Several new projects at CSN, UNLV could be in jeopardy.

T.R. Witcher

As Nevada’s institutions of higher education tighten their belts, new brick-and-mortar projects at UNLV and the College of Southern Nevada are likely to be among the casualties. Members of the Nevada Board of Regents Budget and Finance Committee met last week to hear presentations from the schools about their future capital improvement projects. By August the board will finalize its budget recommendations and submit them to Carson City.

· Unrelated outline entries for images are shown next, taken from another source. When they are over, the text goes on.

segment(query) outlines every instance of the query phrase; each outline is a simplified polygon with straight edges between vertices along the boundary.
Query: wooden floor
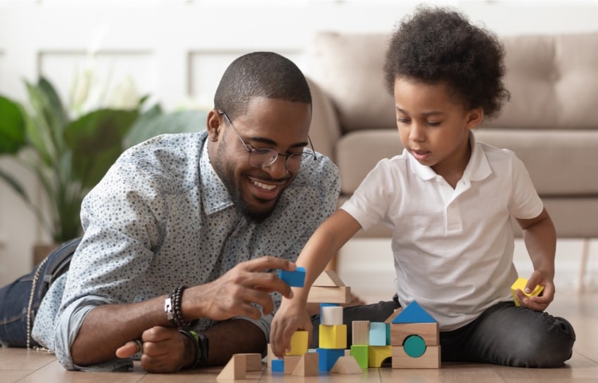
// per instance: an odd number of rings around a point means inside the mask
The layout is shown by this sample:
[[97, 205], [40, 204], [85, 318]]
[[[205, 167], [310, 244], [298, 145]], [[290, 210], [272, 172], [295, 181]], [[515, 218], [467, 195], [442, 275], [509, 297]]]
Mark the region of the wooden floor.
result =
[[[443, 363], [439, 370], [370, 368], [362, 375], [300, 377], [248, 372], [245, 383], [568, 383], [598, 382], [598, 293], [561, 292], [549, 311], [568, 319], [575, 329], [573, 356], [561, 368], [514, 368], [493, 365]], [[264, 365], [265, 366], [265, 365]], [[65, 371], [53, 355], [32, 350], [0, 348], [0, 383], [215, 383], [220, 368], [171, 375], [146, 374], [138, 365], [129, 372]]]

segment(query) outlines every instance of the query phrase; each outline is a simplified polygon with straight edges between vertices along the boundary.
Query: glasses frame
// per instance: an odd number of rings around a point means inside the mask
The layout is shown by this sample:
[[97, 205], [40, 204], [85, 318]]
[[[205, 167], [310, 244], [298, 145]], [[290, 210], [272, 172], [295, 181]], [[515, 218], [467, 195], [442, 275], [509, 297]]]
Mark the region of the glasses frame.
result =
[[[228, 116], [228, 115], [227, 115], [226, 112], [220, 110], [220, 113], [221, 116], [223, 116], [224, 117], [224, 119], [227, 121], [227, 124], [229, 124], [231, 126], [231, 127], [233, 129], [233, 131], [234, 131], [235, 134], [236, 134], [236, 136], [238, 137], [238, 139], [241, 141], [241, 143], [243, 145], [243, 147], [245, 148], [246, 150], [247, 150], [247, 152], [248, 153], [248, 160], [249, 161], [249, 164], [250, 164], [253, 167], [261, 169], [261, 168], [263, 168], [263, 167], [271, 167], [271, 166], [272, 166], [272, 164], [274, 162], [276, 162], [276, 160], [278, 160], [279, 156], [282, 156], [282, 157], [285, 157], [284, 167], [286, 169], [286, 171], [289, 171], [291, 173], [298, 173], [298, 172], [301, 171], [301, 170], [304, 170], [305, 169], [307, 169], [307, 167], [300, 167], [299, 169], [296, 170], [296, 171], [291, 170], [290, 169], [288, 169], [288, 164], [287, 163], [289, 158], [292, 157], [294, 155], [297, 155], [298, 154], [300, 154], [302, 156], [303, 156], [306, 154], [309, 155], [310, 156], [312, 157], [312, 160], [309, 163], [308, 166], [310, 166], [314, 161], [317, 161], [317, 159], [318, 159], [317, 155], [316, 155], [316, 151], [315, 151], [315, 150], [314, 150], [314, 145], [312, 143], [312, 139], [310, 138], [309, 135], [307, 136], [307, 141], [310, 143], [310, 146], [311, 147], [312, 152], [303, 151], [301, 153], [297, 152], [297, 153], [291, 153], [291, 154], [286, 155], [286, 154], [281, 153], [281, 152], [279, 152], [276, 150], [274, 150], [274, 149], [270, 149], [269, 148], [256, 148], [251, 144], [247, 144], [247, 143], [245, 143], [245, 141], [241, 137], [241, 135], [237, 131], [236, 128], [235, 128], [235, 126], [233, 124], [232, 121], [231, 121], [231, 119], [229, 118], [229, 116]], [[276, 153], [276, 157], [274, 157], [274, 160], [272, 160], [272, 161], [269, 164], [262, 164], [261, 166], [255, 166], [255, 165], [254, 165], [253, 164], [251, 163], [251, 155], [252, 155], [252, 153], [255, 152], [255, 150], [270, 150], [270, 151]], [[301, 162], [303, 162], [304, 160], [305, 160], [303, 158], [302, 158]]]

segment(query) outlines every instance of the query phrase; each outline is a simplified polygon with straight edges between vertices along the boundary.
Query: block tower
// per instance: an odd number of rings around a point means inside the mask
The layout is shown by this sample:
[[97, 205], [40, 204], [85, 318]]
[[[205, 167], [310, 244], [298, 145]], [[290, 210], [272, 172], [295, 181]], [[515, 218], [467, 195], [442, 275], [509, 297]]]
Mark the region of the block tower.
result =
[[438, 323], [415, 301], [390, 323], [393, 368], [440, 368]]

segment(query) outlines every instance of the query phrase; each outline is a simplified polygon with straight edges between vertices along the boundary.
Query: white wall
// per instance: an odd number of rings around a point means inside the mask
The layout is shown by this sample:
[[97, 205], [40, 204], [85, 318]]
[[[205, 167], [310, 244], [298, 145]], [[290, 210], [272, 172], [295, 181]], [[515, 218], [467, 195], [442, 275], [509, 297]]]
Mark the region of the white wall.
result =
[[[0, 93], [24, 100], [23, 79], [43, 74], [66, 98], [74, 72], [93, 63], [98, 82], [113, 87], [130, 76], [140, 93], [151, 94], [167, 110], [189, 98], [209, 104], [226, 66], [243, 53], [279, 52], [309, 75], [303, 52], [314, 34], [390, 32], [419, 3], [0, 0]], [[595, 1], [428, 3], [458, 7], [503, 35], [598, 31]], [[95, 53], [93, 62], [90, 53]], [[0, 160], [0, 167], [14, 170], [36, 190], [13, 162]], [[32, 244], [46, 239], [23, 204], [0, 184], [0, 285], [28, 271]], [[392, 268], [383, 252], [383, 264], [374, 273]], [[354, 254], [354, 261], [341, 260], [341, 274], [348, 273], [350, 279], [351, 268], [360, 264], [359, 251]]]

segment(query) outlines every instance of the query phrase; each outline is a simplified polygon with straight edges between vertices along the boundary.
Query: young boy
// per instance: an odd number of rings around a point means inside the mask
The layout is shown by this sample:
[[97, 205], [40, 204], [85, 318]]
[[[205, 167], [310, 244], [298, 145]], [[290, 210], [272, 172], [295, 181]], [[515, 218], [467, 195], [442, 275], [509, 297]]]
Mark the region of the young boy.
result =
[[[552, 221], [523, 163], [471, 133], [509, 98], [503, 56], [493, 34], [455, 11], [422, 8], [401, 23], [385, 75], [405, 150], [380, 161], [303, 248], [297, 265], [306, 269], [305, 287], [283, 299], [274, 317], [276, 355], [295, 330], [317, 329], [306, 301], [328, 261], [359, 230], [382, 221], [393, 232], [396, 295], [345, 309], [348, 325], [383, 321], [414, 300], [440, 324], [443, 361], [556, 367], [571, 358], [573, 329], [543, 312], [554, 296]], [[544, 287], [531, 298], [518, 290], [521, 307], [510, 291], [518, 276], [511, 216], [534, 266], [525, 290]]]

For its part, CSN’s 2009 Capital Project Budget Request includes five items with a combined price tag of $138 million. At the top of the priority list is a remodel and fire-safety retrofit of the college’s Cheyenne campus, a gray and drab fortress built in 1974. The campus’ library, student services and student commons areas are being used beyond their maximum capacity, and the fire-safety system needs to be completely overhauled before it becomes obsolete. Another $6.5 million is needed at Cheyenne to renovate science labs, which have also reached capacity.

Another big-ticket project at CSN is a $52.5 million, 100,000-square-foot student access and classroom building at the West Charleston campus. (Another $6.3 million will go to infrastructure improvements.) In Henderson, meanwhile, the college has plans for a sleek new home for the school’s Law Enforcement Training Academy. Cost: $41.6 million.

At UNLV, projects under way, such as a student services addition and new buildings for science and engineering and journalism, will continue apace. Other projects are less certain, however, including $25 million in state funds to match a gift made last fall from Harrah’s Foundation for its INNovation Village hotel and research complex.

“All of our institutions are filled with very competitive, intelligent individuals who want to do a great job for their students and want recognition,” says Regent Bret Whipple. “It’s only normal to want new departments and new buildings.” Still, he adds, “At the end of the day it’s more important to get students in the buildings we have.”

“We know that all of them will not make it through,” says Patty Charlton Dayar, CSN’s vice president of finance. But she thinks the Cheyenne fire-safety overhaul has a good chance. “Anything that has a life-safety component attached to it is very important to the board.”